Charles E. Taylor: Who is he and why should we honor him?

Charles E. Taylor, born May 24, 1868 on a farm in Illinois, was involved in many historical events related to the growth of aviation.


Taylor returned to Dayton in 1912 after the death of Wilbur and worked at the Wright Company testing motors and other mechanical engineering. Even though he later moved to California, Taylor received moral support and financial support from Orville until his death.

In the ’30s he assisted in reconstructing the Wright Bicycle Shop at the Henry Ford Museum, Greenfield Village in Dearborn, MI, under the direction of Henry Ford who wanted to preserve the historical artifacts. Taylor traveled to Ohio and Pennsylvania tracking down the machinery he used in the bicycle shop. The lathe was found in Miamisburg, OH; the drill press in Dayton; and the band saw at a college in Pennsylvania. The machines had been kept in the shop until 1910 when the Wright-Martin Company sold the machinery to the Patterson Tool and Supply Company, which then sold the items to others. There was a good paper trail for Taylor to locate and identify the machines as being authentic. Orville Wright provided drawings and details of the wind tunnel for the exhibit.

The dedication of the Wright shop and homestead was held April 16, 1938, on what would have been Wilbur’s 75th birthday.
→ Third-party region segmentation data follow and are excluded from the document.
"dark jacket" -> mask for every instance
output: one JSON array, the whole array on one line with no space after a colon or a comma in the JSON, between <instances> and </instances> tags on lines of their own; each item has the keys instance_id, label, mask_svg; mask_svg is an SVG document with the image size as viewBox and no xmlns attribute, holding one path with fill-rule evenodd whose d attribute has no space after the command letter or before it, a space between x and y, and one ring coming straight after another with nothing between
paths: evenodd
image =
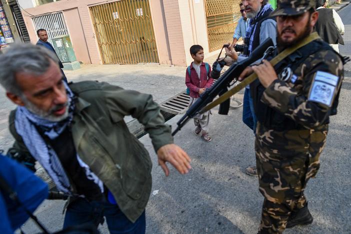
<instances>
[{"instance_id":1,"label":"dark jacket","mask_svg":"<svg viewBox=\"0 0 351 234\"><path fill-rule=\"evenodd\" d=\"M319 16L314 26L320 38L328 44L344 44L344 38L334 23L332 9L322 8L317 11Z\"/></svg>"},{"instance_id":2,"label":"dark jacket","mask_svg":"<svg viewBox=\"0 0 351 234\"><path fill-rule=\"evenodd\" d=\"M44 46L47 49L50 50L52 51L54 53L55 53L55 54L56 54L56 56L57 56L58 58L58 65L60 65L60 68L64 68L64 64L62 64L62 62L61 62L61 60L60 59L60 58L58 56L58 54L56 54L56 51L55 51L55 49L54 48L54 46L52 46L52 44L51 44L51 43L50 43L48 42L44 42L42 40L39 40L38 41L36 42L37 46Z\"/></svg>"},{"instance_id":3,"label":"dark jacket","mask_svg":"<svg viewBox=\"0 0 351 234\"><path fill-rule=\"evenodd\" d=\"M144 126L156 151L173 143L170 128L164 124L151 95L92 81L71 84L70 87L77 98L72 124L76 152L113 194L123 213L135 222L148 200L152 164L124 118L131 115ZM28 152L16 132L15 114L14 110L10 116L14 146Z\"/></svg>"}]
</instances>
Photos were taken of Taylor with Orville Wright and Henry Ford in honor of the event.

In 1940 and 1941 Taylor continued to preserve the past by building a half scale working model of the first aircraft engine using the original shop machinery and his own original tools.

FAA Recognition

Named in honor of Charles Taylor, the Federal Aviation Administration’s Charles Taylor “Master Mechanic” Award recognizes the lifetime accomplishments of senior mechanics.
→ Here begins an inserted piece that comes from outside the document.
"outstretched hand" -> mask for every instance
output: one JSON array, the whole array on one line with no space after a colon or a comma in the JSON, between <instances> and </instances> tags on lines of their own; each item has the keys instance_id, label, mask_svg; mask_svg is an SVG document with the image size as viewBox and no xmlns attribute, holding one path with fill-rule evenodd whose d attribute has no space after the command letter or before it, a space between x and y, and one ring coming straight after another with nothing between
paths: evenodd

The Flight Standards District Office (FSDO) airworthiness safety program manager, an airworthiness supervisor, and an airworthiness safety inspector make up a selection committee that reviews the application letters and selects qualified individuals. To be eligible for the award, you must have 50 years in aviation maintenance as an accredited mechanic or repairman and be an FAA-certificated mechanic or repairman for a minimum of 30 years.

The awards recipients receive a lapel pin and a certificate signed by the Administrator. The recipient’s spouse receives a smaller version of the lapel pin for his or her contribution. And the winner’s name is added to the "Role of Honor" book kept at the Washington, D.C., Federal Aviation Building.

Industry Recognition

There has been a development to raise the level of recognition of Taylor’s achievements over the last several years. AMT Day, May 24, was established to recognize Taylor and other aircraft mechanics. First, it was on a state-by-state basis, now the push is for a national holiday to be created by congress. The Professional Aviation Maintenance Association has taken the lead in the push for a national AMT Day resolution. It has created a flier to encourage support for the effort. And Richard Dilbeck, the man behind the push, is expanding the boundaries so there will be international recognition as well.
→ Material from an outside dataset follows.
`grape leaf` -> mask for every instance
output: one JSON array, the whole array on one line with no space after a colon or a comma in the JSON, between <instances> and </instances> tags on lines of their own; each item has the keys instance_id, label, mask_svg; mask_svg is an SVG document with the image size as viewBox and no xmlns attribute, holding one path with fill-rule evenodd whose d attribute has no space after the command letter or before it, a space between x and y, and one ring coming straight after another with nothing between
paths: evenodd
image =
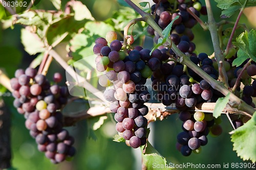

Schools, companies, associations, and others plan special festivities on May 24 each year to honor Taylor’s memory and increase the awareness of what mechanics contribute to the industry. Last year Embry-Riddle University renamed its Daytona Beach, FL, aircraft maintenance training school the Charles Taylor Department of Aviation Maintenance Science (AMS). The dedication ceremony included the unveiling of a bronze bust of Taylor and the speakers included Charles Taylor II, the great grandson of Taylor, and Howard DuFour, author of the book Charles E. Taylor: The Wright Brothers Mechanician.